How Deep Neural Networks Learn

Notes on Superposition, Memorization, Regularization, Double Descent, Model Ensembling to get insights.

neural network drawn on a blackboard in a class room

Deep neural network consumes input numbers, passes them through multi-layer neural network calculation, and produces a prediction. The loss function provides error how each prediction differs from the desired prediction target. Gradient descent calculates corrections to the network backwards through the layers. The neuron activation values in between the layers before the output, which form arrays of numbers (vectors), are called embeddings (representations).

neural network relu, sum, input, output

Gradient Descent Intuition

Gradient descent calculates weight corrections (gradients) with backpropagation algorithm. Backpropagation takes the distance from the correct results, and calculates gradients (derivatives) starting from the output results and iterating through neural network layers back to the input. Because deep neural networks have layered structure, backpropagation uses chain-rule and analytical derivatives for known functions. Backpropagation changes the neural weights in the opposite direction of the gradient with a small learning step. In this way, backpropagation increases or decreases reliance on neuron outputs in proportion to their influence on pointing towards the false label.

What is Overfitting and Memorization and Regularization?

Overfitting refers to when model has low training set loss, but high testing-set loss.

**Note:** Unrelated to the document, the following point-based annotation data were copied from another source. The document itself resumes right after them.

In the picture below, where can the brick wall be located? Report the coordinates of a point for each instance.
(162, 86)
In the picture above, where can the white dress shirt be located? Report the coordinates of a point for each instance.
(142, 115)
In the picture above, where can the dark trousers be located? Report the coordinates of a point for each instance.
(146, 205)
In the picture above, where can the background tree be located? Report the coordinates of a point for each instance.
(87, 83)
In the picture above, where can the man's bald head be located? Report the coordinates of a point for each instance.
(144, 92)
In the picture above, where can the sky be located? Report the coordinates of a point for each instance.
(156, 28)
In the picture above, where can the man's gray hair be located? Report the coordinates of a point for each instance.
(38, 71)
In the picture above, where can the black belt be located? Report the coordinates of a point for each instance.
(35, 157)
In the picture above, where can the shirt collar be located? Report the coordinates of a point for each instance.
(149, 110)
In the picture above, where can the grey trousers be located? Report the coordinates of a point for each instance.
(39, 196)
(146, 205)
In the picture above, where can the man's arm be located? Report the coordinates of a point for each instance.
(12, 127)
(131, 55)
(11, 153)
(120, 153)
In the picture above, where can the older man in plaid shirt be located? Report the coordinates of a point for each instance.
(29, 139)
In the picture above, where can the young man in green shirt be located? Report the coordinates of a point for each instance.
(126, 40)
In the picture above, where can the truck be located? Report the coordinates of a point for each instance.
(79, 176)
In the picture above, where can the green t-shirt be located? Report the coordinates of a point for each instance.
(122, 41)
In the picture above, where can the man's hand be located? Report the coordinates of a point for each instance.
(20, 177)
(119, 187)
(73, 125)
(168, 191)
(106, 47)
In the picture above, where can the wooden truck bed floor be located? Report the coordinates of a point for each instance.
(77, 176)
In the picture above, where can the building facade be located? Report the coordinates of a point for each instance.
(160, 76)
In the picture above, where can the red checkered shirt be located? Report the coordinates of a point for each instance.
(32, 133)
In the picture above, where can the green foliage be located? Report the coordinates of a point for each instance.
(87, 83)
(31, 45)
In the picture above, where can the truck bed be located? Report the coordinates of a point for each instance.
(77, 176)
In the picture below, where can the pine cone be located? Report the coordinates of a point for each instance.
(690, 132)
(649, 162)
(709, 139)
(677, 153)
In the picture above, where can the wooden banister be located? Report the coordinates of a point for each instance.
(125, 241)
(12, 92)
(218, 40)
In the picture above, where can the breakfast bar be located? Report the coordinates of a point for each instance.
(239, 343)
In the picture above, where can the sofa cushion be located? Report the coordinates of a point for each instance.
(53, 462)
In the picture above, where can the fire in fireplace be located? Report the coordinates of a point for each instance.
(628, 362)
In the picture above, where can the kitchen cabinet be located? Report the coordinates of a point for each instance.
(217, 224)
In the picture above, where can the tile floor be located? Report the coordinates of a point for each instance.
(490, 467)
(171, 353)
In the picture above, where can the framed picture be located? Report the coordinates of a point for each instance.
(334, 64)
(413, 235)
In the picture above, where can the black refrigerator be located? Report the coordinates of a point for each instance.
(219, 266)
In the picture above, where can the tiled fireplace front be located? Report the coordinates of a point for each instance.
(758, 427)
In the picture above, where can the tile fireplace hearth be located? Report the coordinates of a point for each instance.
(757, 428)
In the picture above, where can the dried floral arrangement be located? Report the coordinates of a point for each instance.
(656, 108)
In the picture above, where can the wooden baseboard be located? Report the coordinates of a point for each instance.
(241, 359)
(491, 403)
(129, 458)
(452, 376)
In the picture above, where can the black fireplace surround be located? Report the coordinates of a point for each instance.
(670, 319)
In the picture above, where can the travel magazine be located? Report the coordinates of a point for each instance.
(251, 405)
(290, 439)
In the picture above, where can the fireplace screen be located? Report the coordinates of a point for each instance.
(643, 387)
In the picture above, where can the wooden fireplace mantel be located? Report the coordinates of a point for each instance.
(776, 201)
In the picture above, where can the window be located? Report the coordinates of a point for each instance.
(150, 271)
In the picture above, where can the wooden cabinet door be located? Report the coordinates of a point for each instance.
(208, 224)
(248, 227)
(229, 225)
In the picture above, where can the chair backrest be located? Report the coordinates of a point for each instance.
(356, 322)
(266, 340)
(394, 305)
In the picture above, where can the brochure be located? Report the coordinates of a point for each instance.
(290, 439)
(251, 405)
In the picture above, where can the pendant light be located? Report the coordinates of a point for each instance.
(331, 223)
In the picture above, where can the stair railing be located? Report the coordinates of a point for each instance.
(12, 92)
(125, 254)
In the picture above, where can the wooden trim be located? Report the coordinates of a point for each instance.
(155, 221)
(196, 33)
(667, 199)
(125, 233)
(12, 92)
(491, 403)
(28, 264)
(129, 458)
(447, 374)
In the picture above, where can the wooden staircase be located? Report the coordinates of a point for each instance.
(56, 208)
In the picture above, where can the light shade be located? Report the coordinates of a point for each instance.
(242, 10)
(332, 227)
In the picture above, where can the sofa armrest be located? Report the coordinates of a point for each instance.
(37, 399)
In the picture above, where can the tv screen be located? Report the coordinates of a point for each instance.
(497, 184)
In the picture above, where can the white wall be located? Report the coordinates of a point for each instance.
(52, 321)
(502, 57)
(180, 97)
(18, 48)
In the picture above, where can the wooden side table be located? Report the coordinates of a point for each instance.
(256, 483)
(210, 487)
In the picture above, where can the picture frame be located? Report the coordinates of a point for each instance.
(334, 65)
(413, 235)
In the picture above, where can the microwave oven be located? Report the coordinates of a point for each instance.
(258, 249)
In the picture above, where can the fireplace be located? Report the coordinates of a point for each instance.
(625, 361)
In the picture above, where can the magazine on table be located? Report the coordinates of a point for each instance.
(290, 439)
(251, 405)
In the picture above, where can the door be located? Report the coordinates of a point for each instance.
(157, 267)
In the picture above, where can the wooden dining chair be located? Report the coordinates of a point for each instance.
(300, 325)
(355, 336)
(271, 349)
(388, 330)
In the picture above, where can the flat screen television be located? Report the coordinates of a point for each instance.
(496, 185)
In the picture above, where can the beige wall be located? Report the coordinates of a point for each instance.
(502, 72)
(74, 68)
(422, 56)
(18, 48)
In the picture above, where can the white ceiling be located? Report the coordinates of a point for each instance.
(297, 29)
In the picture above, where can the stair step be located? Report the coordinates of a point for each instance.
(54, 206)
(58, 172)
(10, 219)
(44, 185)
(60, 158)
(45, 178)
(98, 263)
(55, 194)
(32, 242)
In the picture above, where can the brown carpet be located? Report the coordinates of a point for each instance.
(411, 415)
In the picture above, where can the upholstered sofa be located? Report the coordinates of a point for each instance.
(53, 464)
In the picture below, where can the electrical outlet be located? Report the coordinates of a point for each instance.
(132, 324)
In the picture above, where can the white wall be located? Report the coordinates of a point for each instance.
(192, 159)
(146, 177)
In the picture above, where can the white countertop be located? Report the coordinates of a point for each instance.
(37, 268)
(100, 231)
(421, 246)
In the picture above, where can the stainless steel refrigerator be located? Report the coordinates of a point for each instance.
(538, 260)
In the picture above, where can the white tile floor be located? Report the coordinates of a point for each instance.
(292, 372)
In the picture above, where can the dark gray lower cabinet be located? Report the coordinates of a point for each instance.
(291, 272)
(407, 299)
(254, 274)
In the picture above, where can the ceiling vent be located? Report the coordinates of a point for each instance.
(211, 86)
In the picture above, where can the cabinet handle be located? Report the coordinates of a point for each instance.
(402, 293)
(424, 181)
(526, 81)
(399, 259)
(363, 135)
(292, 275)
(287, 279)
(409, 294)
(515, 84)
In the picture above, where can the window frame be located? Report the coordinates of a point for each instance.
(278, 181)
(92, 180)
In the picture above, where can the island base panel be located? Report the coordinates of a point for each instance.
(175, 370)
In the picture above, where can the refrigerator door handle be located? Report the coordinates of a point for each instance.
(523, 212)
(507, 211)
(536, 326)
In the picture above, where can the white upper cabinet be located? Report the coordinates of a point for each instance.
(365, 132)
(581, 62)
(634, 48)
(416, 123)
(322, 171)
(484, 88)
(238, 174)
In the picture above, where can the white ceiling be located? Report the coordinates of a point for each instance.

For example, if a model has sufficient capacity and “insufficient regularization”, it may memorize training data. Read more about overfitting and double descent here.

A decision tree is an if-else look up table and with sufficient size without pruning regularization can memorize training set. That is because the tree can create an individual bin for each dataset input, and then recover desired training set label.

If ReLU neuron activates, we can say that the neuron memorized to respond. Each neuron represents a dot-product of input vector with weight vector, and the dot-product is positively valued, the neuron outputs non-zero. Because we can have a bias values, this is not only direction but a hyperplane. In this way, we can see that a neural network of sufficient size can also learn to split hyperspace into planes, such that for each dataset input there is a bin into which a hidden representation will fall and which will activate a neuron corresponding to a label, so it can also overfit.

There are various regularization methods for neural networks to prevent overfitting and increase generalization. For example, see Dropout below.

Memorization in Neural Networks via Superposition

Let’s consider a fully connected neural network with a lower internal dimension than input and output. In a way, this is auto-encoder configuration.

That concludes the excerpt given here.